I think I didn't explain my idea properly. I'm not sure the idea itself is sound, but from your post, as a start I believe I didn't explain it well, so let me try again:
Measuring phase:
Let's assume a single 500Hz tone is played by the speakers. I see 2 things happening there and both of them involve both, room and speaker. In fact, I don't think they need to be separated but rather treated as one, as both of them are affecting what I hear sitting at my LP.
So, first: the tone that should make 80dB of SPL at my LP actually is making 77dB as a result of speaker response not being linear and the room modes. Second: along with 500Hz tone few additional tones have been unintentionaly created and played by the speaker (summary effect of which we are calling THD). For the sake of this analisys let's assume there were only 2 of them, 2nd and 3rd harmonic. Their amplitude depends on the SPL of baseline 500Hz tone and their frequency is always 2*freq of base tone for 2nd harmonic distortion element and 3*freq of basse tone for 3rd harmonic distortion element.
Processing phase:
Let's assume we have created a lookup table which contains 2 independent variables (frequency and SPL/amplitude of the base tone) and 2 dependent value (SPL of 2*freq and SPL of 3*freq of base tone) which we measured.

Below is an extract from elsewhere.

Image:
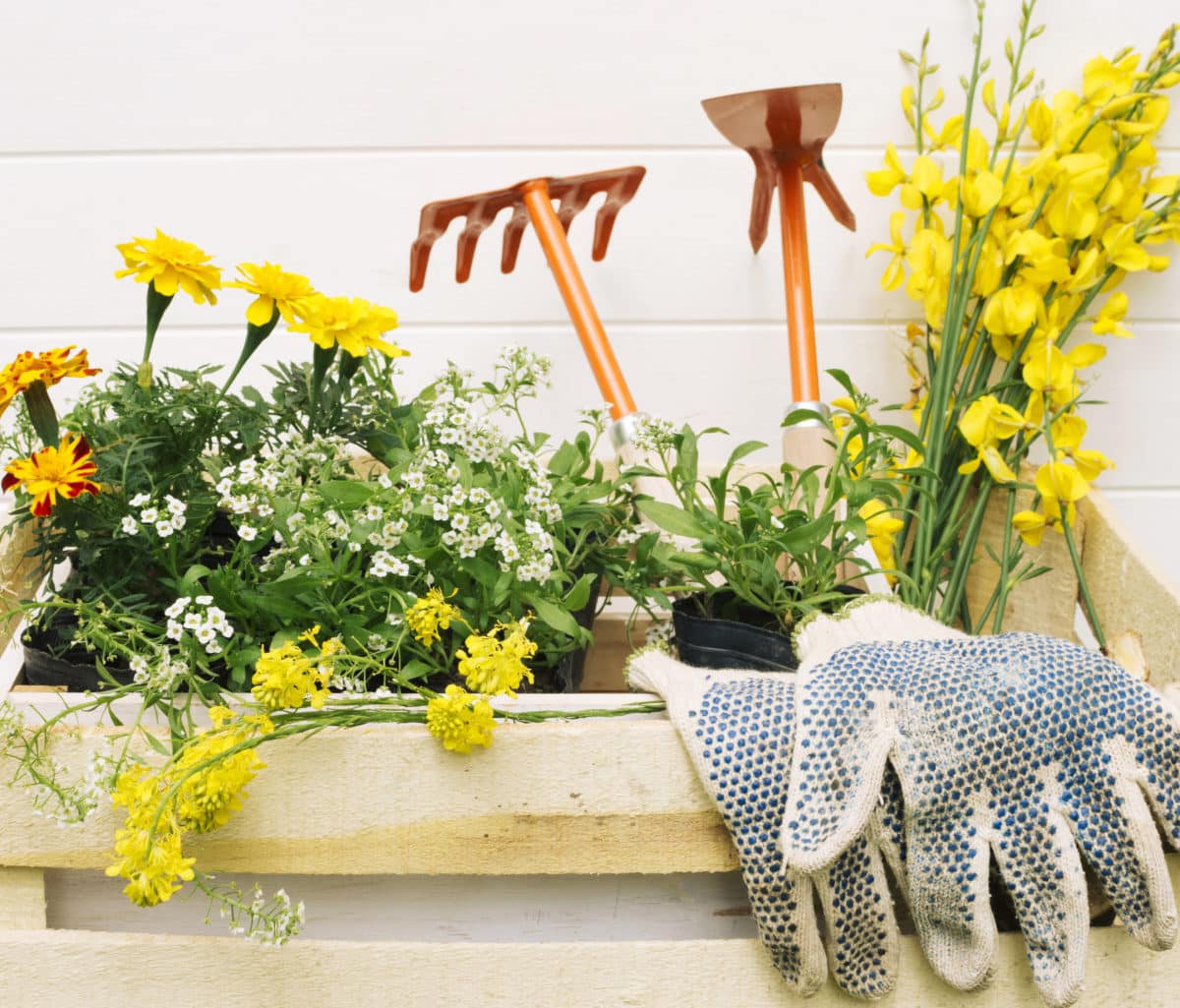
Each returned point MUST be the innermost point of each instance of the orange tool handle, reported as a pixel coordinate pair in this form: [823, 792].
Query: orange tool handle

Lets assume our table has resolution of 5dB for the SPL base tone variable.
Let's also assume our table has some appropriate freq resolution, probably in log scale for practical purposes.
We feed that table into convoluton engine in the same manner we feed it with FIR filter. At one slice of time convolution engines sees that it has to process 2 tones: 522Hz at 73dB and 1875Hz at 57 dB. Engine calculates amplitude correction for 522Hz and 1875 Hz base tones based on FIR filter as it normally does and modifies signal slice acccordingly. In addition, engine looks ap the "distortion response" table at the closest points (say it is 500Hz/75dB for the first tone and 2000Hz/60dB for the second tone). Engine reads from the table what are expected distortion harmonics amplitude of the tones to be generated by the speaker/room for those 2 base tones and inserts into signal slice the same tones as harmonic distortion components of those 2 base tones would be, but with the opposite phase (or applies some other more clever cancelling mechanism). Engine moves to next slice of time. And so it goes..
So, do you think it would work?